The previous practice of relying on state infrastructure investment to boost domestic demand is no longer effective, as local government coffers have been threatened by plunging land sales and soaring Covid-related expenditures — the local governments can hardly save themselves.
Statistics from the Chinese finance ministry show that in the first half of the year, China’s 31 provinces, municipalities and autonomous regions were all running fiscal deficits, with Shanghai’s fiscal deficit running as high as 1.8 billion RMB (US$251 million). How will the government find more cash to save the economy?
China is facing a harsh economic winter mainly due to the government’s tightening grip on the private sector since last year, where regulatory crackdowns have targeted the country’s booming industries such as after-school tutoring, gaming, entertainment, and the hardest hit property sector. At the same time, tech giants such as Alibaba, Tencent, Didi Chuxing and ByteDance have also been punished and fined to prevent the disorderly expansion of capital and monopolistic practices.
“... But pluck all of them and only the vine remains.” — Tang poem
While these actions restrain and deter the innovative private sector, they also provide the bureaucratic state-owned enterprises with more room to expand. Nonetheless, the economy is further damaged as the pandemic lockdowns severely disrupt business production and operations.

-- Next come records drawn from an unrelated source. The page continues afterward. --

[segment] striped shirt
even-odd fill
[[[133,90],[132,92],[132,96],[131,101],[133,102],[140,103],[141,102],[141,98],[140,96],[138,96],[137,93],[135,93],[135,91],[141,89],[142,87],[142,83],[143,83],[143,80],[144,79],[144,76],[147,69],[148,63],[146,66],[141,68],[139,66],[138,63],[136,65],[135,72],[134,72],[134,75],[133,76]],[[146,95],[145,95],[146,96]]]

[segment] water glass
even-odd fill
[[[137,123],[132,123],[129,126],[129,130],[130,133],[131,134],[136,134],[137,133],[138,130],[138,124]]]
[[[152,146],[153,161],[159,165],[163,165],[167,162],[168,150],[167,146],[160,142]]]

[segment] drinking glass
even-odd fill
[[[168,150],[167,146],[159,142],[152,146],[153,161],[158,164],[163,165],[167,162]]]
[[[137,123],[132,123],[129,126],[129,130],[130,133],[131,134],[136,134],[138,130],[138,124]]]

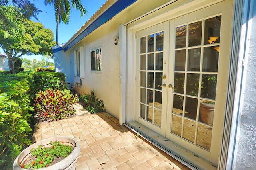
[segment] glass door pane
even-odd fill
[[[148,122],[161,127],[164,32],[140,38],[140,115]]]
[[[221,16],[176,28],[171,133],[210,150]]]

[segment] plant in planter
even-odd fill
[[[22,164],[21,167],[25,169],[38,169],[49,166],[54,158],[62,159],[73,150],[72,146],[64,144],[63,141],[51,141],[50,145],[48,147],[39,145],[36,148],[31,149],[31,158],[33,159],[31,161],[27,161],[30,163]]]
[[[25,149],[13,163],[14,170],[75,170],[80,152],[78,143],[67,137],[55,137]]]
[[[215,102],[200,100],[200,118],[202,122],[212,125]]]

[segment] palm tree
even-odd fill
[[[63,22],[65,24],[68,23],[70,19],[70,7],[78,9],[82,17],[87,12],[82,6],[81,0],[45,0],[46,5],[53,5],[55,12],[55,20],[57,23],[56,28],[56,43],[58,44],[59,24]]]
[[[18,8],[15,6],[0,5],[0,31],[6,33],[17,33],[22,37],[25,33],[24,18]]]

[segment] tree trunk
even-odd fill
[[[58,14],[57,17],[57,25],[56,26],[56,45],[58,44],[58,38],[59,38],[59,23],[60,23],[60,6],[59,6]]]
[[[15,74],[15,70],[14,70],[14,63],[12,59],[8,58],[8,63],[9,63],[9,70],[10,71],[12,74]]]

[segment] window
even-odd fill
[[[76,76],[80,77],[80,49],[76,51]]]
[[[91,51],[92,71],[101,70],[101,49]]]

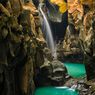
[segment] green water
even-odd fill
[[[86,76],[85,66],[82,63],[65,63],[67,72],[74,78],[83,78]]]
[[[67,87],[43,87],[38,88],[34,95],[79,95],[74,89]]]

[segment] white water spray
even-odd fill
[[[48,36],[48,44],[49,44],[48,46],[50,46],[52,56],[56,59],[57,58],[56,47],[55,47],[55,44],[54,44],[54,40],[53,40],[53,36],[52,36],[52,31],[51,31],[49,22],[48,22],[47,17],[46,17],[46,15],[43,12],[43,10],[42,10],[41,7],[40,7],[40,12],[41,12],[41,14],[43,16],[44,24],[45,24],[45,27],[46,27],[46,32],[47,32],[46,36]]]

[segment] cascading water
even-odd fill
[[[57,54],[56,54],[56,47],[55,47],[55,44],[54,44],[54,40],[53,40],[53,36],[52,36],[52,31],[51,31],[51,28],[50,28],[50,25],[49,25],[49,22],[47,20],[47,17],[45,15],[45,13],[43,12],[41,6],[39,8],[42,16],[43,16],[43,19],[44,19],[44,24],[45,24],[45,27],[46,27],[46,36],[47,36],[47,44],[49,46],[49,48],[51,49],[51,53],[52,53],[52,56],[56,59],[57,58]]]

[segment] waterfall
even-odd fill
[[[57,54],[56,54],[56,47],[55,47],[55,44],[54,44],[54,40],[53,40],[53,36],[52,36],[52,31],[51,31],[51,28],[50,28],[50,25],[49,25],[49,22],[47,20],[47,17],[45,15],[45,13],[43,12],[42,8],[40,7],[40,12],[43,16],[43,19],[44,19],[44,24],[45,24],[45,27],[46,27],[46,39],[47,40],[47,44],[51,50],[51,53],[52,53],[52,56],[56,59],[57,58]]]

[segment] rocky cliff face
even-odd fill
[[[31,2],[0,1],[0,94],[30,95],[44,63],[38,11]]]

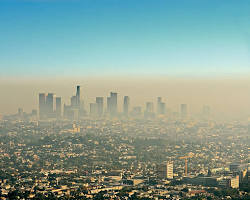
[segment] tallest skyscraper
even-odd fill
[[[76,105],[80,108],[81,105],[81,87],[80,85],[76,86]]]

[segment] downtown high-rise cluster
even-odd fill
[[[185,119],[188,116],[187,104],[180,105],[179,116]],[[155,112],[156,111],[156,112]],[[209,107],[203,108],[203,113],[209,115]],[[81,98],[81,87],[76,87],[76,94],[71,97],[70,104],[62,105],[62,98],[56,97],[53,93],[39,94],[39,118],[40,119],[70,119],[78,120],[82,117],[144,117],[152,119],[156,116],[164,116],[167,114],[166,103],[162,97],[157,97],[157,107],[154,108],[153,102],[146,102],[145,109],[142,106],[130,106],[130,97],[123,97],[122,112],[118,111],[118,93],[110,92],[106,99],[104,97],[96,97],[95,102],[89,104],[89,109],[86,111],[84,102]],[[175,113],[176,114],[176,113]]]

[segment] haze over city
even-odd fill
[[[250,199],[249,11],[0,0],[0,199]]]

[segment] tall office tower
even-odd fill
[[[46,97],[47,117],[51,118],[54,114],[54,94],[49,93]]]
[[[56,97],[56,118],[61,118],[62,116],[62,98]]]
[[[71,103],[72,108],[76,108],[77,107],[77,97],[72,96],[71,99],[70,99],[70,103]]]
[[[147,102],[146,103],[146,112],[147,113],[153,113],[154,112],[154,104],[153,104],[153,102]]]
[[[117,114],[117,93],[111,92],[108,101],[109,114],[115,116]]]
[[[165,103],[162,102],[162,98],[161,97],[157,97],[157,114],[158,115],[163,115],[165,114]]]
[[[124,96],[124,99],[123,99],[123,114],[125,116],[128,116],[129,104],[130,104],[129,96]]]
[[[97,115],[101,117],[103,115],[103,97],[96,97]]]
[[[187,104],[181,104],[181,117],[187,117]]]
[[[173,179],[174,164],[173,162],[165,162],[157,166],[157,175],[160,178]]]
[[[90,103],[89,108],[90,108],[89,109],[90,116],[96,117],[97,114],[98,114],[98,105],[97,105],[97,103]]]
[[[39,118],[46,118],[46,94],[44,93],[39,94]]]
[[[17,111],[17,114],[18,114],[18,117],[23,117],[23,108],[18,108],[18,111]]]
[[[202,115],[203,117],[207,118],[210,116],[210,107],[209,106],[203,106],[203,109],[202,109]]]
[[[81,105],[81,88],[80,86],[76,86],[76,106],[80,108]]]

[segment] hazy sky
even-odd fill
[[[0,114],[117,91],[250,115],[249,0],[0,0]],[[242,78],[244,76],[244,78]],[[88,106],[87,106],[88,108]]]
[[[163,97],[171,111],[179,112],[180,104],[188,104],[188,112],[200,113],[203,105],[209,105],[216,117],[248,118],[250,116],[250,80],[247,78],[184,79],[166,77],[82,77],[79,79],[39,79],[39,80],[0,80],[0,114],[16,113],[18,107],[30,112],[38,108],[38,94],[53,92],[61,96],[63,103],[69,103],[75,95],[75,86],[82,86],[85,108],[95,101],[96,96],[106,97],[111,91],[118,92],[118,104],[121,110],[122,98],[129,95],[131,106],[143,106],[145,102],[154,102]],[[156,108],[156,107],[155,107]]]
[[[0,0],[0,77],[246,74],[249,10],[249,0]]]

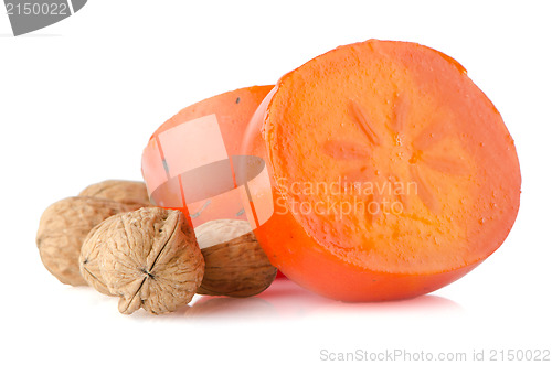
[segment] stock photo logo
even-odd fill
[[[87,0],[4,0],[13,35],[46,28],[81,10]]]

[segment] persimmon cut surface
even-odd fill
[[[320,294],[433,291],[492,254],[516,219],[520,168],[500,114],[426,46],[367,41],[318,56],[278,82],[252,126],[276,205],[257,238]]]
[[[195,103],[162,124],[151,139],[182,122],[214,114],[226,151],[230,155],[238,154],[247,124],[273,87],[274,85],[244,87]]]

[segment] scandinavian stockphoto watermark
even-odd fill
[[[62,21],[87,0],[4,0],[13,35],[26,34]]]
[[[550,362],[550,348],[471,348],[468,351],[427,351],[407,348],[386,348],[370,351],[331,351],[321,348],[318,353],[321,362],[362,362],[362,363],[532,363]]]
[[[347,215],[400,215],[408,196],[417,195],[415,181],[353,181],[338,176],[335,181],[289,182],[277,180],[282,196],[276,200],[276,214],[331,215],[338,219]],[[284,198],[293,196],[294,198]]]

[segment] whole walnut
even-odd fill
[[[277,269],[247,222],[210,221],[195,228],[195,236],[205,259],[199,294],[251,297],[274,281]]]
[[[160,207],[104,221],[86,238],[79,262],[93,287],[120,297],[124,314],[140,308],[155,314],[177,310],[193,298],[204,272],[184,215]]]
[[[87,186],[78,196],[94,196],[142,206],[150,205],[146,184],[140,181],[106,180]]]
[[[105,218],[138,207],[88,196],[67,197],[50,205],[42,214],[36,234],[42,262],[61,282],[85,286],[78,256],[86,235]]]

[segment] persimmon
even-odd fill
[[[503,243],[519,208],[500,114],[459,63],[415,43],[340,46],[286,74],[245,143],[272,175],[275,214],[255,229],[263,249],[338,300],[453,282]]]
[[[211,149],[222,149],[223,154],[227,157],[240,154],[244,132],[254,111],[262,103],[264,97],[274,85],[252,86],[227,92],[204,99],[180,110],[172,118],[162,124],[149,139],[148,146],[142,154],[142,175],[148,185],[149,193],[159,187],[157,203],[164,207],[174,207],[183,211],[194,227],[214,219],[238,218],[241,212],[235,210],[227,196],[217,195],[203,198],[201,201],[183,204],[180,201],[180,189],[172,189],[167,181],[167,171],[169,167],[166,162],[161,165],[160,161],[167,161],[166,155],[159,155],[158,138],[161,133],[182,126],[198,118],[214,116],[217,128],[215,132],[222,136],[222,146],[212,146],[212,141],[199,140],[201,150],[194,151],[197,154],[209,153]],[[219,140],[217,140],[219,141]],[[182,141],[182,143],[185,143]],[[166,151],[167,152],[167,151]],[[185,160],[185,154],[176,155],[173,159]]]

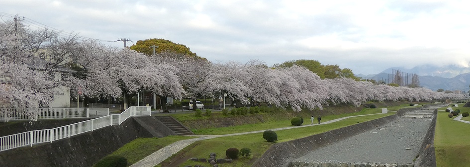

This situation reminds one of the Tang dynasty poem Huang Tai Gua Ci (《黄台瓜辞》), written during the reign of Emperor Gaozong of Tang when dynastic affairs were essentially handled by the wildly ambitious Empress Wu Zetian. She had deposed crown prince Li Zhong to make Li Hong crown prince, only to have Li Hong poisoned later and replaced by Li Xian.
Constantly worried and in distress, Li Xian wrote the poem Huang Tai Gua Ci: “A melon seed was planted below Huang Tai. Several melons will grow on the vine during the harvest season. Pluck one and the remaining melons can thrive. Pluck another and the vine seems bare. Pluck three and there may still be some melons left. But pluck all of them and only the vine remains.”